The reality is that time and energy are limited. And that can lead you to have surface relationships with everyone. But your limits can also become the impetus for you to get really clear about who and what you’ll focus on.
How do you discern what relationships to invest in?
Here’s a metaphor that might help.
Raising the Pitch
Musicians commonly use a capo to raise the pitch of a fretted instrument so that they can play in a different key using the same fingerings as they would when playing open (i.e., without a capo). In effect, a capo uses a fret of an instrument to create a new nut at a higher note than the instrument’s actual nut. The word derives from the Italian “capotasto,” which means the nut of a stringed instrument.
Just like a capo raises the pitch of a stringed instrument, you can follow the acronym C.A.P.O. (chemistry, access, potential, and outcome) to decide when to raise the pitch of a relationship.
For example, in the external-facing part of my job, I personally do work for about 40 organizations every year. Every one of them gets my best. But only five of them get my all. I really do like working with all of my clients, but I love working with these five. It’s a culture-values fit, and they appreciate me, too. That’s chemistry.
In the case of these five, I have personal access to their senior leaders. They view me as a confidant and peer. Each of the five has more potential for value. The work we’re doing is growing in scope and/or impact. And outcomes can be measured or demonstrated. In some cases, the metrics are anecdotal, in others, they’re documented; in all cases the ROI justifies the relationship.
This formula applies to colleagues, friends, and any other relationships where you can choose to invest discretionary effort. Each requires discernment about when, and with whom, to raise the pitch.
The Value of Analyzing Relationships
A few years ago, someone I liked asked me to help his company. They were struggling with a lack of leadership and accountability. From our conversation, I could tell that this company didn’t invest much in its people. They were overly cost-conscious and maintained a top-down hierarchical approach to management.
“Let me talk to some of your leaders,” I said. “Don’t worry about paying me yet.”
I should have known better.
The only way I could get access to these leaders, given their operational responsibility, was to go to their office early in the morning. I sacrificed my morning and time with family to spend several hours with them. After intense interviews, I left to write up a detailed summary and analysis. Later, I returned to review the materials with my contact and provided a heartfelt recommendation.
Now typically, I would have agreed upfront to bill for this initial phase of work, because it had value. But here, I figured, this was someone I knew. And he seemed well-intentioned with me.
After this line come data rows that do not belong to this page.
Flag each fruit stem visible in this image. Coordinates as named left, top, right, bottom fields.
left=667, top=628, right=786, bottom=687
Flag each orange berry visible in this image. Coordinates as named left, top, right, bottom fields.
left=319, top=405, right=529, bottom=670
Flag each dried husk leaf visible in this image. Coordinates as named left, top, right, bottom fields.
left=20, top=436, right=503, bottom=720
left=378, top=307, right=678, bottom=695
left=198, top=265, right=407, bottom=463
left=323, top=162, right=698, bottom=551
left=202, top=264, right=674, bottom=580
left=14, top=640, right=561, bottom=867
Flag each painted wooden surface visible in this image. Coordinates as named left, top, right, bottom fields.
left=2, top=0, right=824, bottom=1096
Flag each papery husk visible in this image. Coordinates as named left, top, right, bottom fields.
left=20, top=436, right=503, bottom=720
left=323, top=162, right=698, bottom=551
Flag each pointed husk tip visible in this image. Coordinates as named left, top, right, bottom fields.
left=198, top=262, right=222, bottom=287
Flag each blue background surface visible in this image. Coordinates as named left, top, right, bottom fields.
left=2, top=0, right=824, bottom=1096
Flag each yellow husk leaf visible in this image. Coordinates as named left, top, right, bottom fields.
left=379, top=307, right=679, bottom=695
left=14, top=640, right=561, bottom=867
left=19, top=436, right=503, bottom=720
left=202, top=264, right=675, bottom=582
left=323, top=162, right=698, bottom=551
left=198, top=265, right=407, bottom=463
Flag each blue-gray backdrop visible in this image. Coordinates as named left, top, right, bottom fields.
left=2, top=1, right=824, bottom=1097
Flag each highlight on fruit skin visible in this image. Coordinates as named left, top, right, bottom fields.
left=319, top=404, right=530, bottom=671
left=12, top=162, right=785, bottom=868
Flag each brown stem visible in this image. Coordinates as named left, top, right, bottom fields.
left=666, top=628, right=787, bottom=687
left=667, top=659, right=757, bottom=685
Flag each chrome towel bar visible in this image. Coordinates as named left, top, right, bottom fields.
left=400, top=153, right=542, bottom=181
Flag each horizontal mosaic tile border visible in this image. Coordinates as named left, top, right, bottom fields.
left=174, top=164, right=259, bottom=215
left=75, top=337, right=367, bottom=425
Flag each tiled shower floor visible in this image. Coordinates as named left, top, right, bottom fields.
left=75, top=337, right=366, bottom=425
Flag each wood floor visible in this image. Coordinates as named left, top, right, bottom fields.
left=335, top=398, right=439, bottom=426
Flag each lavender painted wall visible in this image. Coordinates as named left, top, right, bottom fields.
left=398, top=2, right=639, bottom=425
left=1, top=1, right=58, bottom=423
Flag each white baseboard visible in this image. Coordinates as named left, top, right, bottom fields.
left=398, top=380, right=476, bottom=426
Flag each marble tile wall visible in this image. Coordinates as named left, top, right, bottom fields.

But after my thoughtful and carefully prepared analysis had been delivered, he went radio silent. No returned calls or emails. Finally, several months later, he responded politely but shortly that they were going to stay with the status quo.
Why did I invest so much time, I wondered, without any upfront commitment? Maybe if I’d analyzed the relationship, I would have realized that:
- While we had personal chemistry, our values were misaligned. I’m in the business of people and culture development. He showed little interest in that, apart from a recognition of his people problem.
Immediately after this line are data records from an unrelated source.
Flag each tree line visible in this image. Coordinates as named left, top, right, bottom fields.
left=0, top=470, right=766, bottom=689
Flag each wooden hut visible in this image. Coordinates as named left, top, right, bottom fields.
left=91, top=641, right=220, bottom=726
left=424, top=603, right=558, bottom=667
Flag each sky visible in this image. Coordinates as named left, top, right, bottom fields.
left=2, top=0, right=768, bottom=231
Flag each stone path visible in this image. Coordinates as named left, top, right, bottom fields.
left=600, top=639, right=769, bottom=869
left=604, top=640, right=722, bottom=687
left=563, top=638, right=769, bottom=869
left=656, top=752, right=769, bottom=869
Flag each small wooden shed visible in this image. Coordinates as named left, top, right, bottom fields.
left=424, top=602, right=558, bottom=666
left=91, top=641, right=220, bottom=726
- I did have full access. That wasn’t an issue.
- They did have potential, if they would be willing to make a commitment to change.
- No past successes in people or culture improvement had been demonstrated. And they weren’t clear with me about what organizational outcomes they expected to improve by addressing their leadership and culture issue.
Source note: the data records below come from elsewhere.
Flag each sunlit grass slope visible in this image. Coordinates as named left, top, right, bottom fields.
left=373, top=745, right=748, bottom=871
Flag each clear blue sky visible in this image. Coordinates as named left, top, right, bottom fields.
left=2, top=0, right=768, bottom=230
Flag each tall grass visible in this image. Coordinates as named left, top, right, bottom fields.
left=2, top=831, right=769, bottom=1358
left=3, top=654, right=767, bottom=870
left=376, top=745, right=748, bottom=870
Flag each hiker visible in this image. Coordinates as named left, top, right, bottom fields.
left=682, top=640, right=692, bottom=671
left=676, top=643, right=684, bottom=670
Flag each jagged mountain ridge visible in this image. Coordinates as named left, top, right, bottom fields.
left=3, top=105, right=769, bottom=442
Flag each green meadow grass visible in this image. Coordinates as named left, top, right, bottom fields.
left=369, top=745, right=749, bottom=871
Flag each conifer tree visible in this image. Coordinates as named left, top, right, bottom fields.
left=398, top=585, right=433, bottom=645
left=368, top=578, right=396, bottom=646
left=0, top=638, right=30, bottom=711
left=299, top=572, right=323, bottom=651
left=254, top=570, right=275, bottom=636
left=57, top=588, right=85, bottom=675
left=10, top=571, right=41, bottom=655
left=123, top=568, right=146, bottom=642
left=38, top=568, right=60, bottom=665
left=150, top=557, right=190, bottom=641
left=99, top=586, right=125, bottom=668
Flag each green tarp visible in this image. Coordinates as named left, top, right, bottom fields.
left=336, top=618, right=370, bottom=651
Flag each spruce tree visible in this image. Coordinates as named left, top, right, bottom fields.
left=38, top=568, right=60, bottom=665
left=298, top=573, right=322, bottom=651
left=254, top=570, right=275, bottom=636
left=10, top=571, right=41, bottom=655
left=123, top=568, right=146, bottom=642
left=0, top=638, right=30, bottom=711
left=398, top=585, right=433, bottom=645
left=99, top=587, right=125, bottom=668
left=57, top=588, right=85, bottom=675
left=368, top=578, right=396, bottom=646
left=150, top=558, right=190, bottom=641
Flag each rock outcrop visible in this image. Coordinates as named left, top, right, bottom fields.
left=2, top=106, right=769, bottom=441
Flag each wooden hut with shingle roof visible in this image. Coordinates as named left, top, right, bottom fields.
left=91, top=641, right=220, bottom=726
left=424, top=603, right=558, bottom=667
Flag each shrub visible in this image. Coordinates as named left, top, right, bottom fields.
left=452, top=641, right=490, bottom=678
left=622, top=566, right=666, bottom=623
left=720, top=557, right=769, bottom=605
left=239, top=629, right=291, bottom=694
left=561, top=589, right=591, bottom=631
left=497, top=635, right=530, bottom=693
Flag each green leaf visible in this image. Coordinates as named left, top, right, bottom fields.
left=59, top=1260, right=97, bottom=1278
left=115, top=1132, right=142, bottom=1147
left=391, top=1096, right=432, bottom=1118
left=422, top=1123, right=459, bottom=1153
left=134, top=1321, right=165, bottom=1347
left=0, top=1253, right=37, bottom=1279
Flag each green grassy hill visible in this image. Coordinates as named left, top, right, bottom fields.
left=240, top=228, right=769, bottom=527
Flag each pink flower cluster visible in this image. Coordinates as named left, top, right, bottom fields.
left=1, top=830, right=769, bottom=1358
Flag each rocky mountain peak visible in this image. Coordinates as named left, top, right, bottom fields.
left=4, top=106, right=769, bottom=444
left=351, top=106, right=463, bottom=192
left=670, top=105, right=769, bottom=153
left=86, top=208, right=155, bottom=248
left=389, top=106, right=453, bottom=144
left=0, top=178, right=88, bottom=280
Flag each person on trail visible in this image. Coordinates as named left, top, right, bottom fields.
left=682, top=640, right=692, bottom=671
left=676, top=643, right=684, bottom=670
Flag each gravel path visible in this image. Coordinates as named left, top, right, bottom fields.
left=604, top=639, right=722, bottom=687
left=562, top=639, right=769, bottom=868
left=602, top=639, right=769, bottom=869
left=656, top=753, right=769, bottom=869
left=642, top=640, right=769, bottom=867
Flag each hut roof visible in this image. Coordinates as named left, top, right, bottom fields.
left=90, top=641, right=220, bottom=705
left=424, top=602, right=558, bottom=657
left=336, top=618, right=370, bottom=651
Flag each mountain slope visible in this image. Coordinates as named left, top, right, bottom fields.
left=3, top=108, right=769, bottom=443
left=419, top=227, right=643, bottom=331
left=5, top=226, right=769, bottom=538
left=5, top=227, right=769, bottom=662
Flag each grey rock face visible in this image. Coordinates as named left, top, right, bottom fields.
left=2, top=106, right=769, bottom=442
Spending five minutes early in the process to analyze these four criteria would have saved me hours of time and frustration.
Perhaps for you, it’s a friend relationship that needs to be analyzed. Or maybe it’s someone on your team. Consider these questions about whether to raise the pitch:
- Chemistry: How well do we connect personally and align in values?
- Access: How often does this person show up and open up?
- Potential: How strong do I see this relationship becoming?
- Outcomes: What positive results have been or are being shown?
Everyone deserves to be treated well. But it’s only practical to raise the pitch with a handful. Who will they be?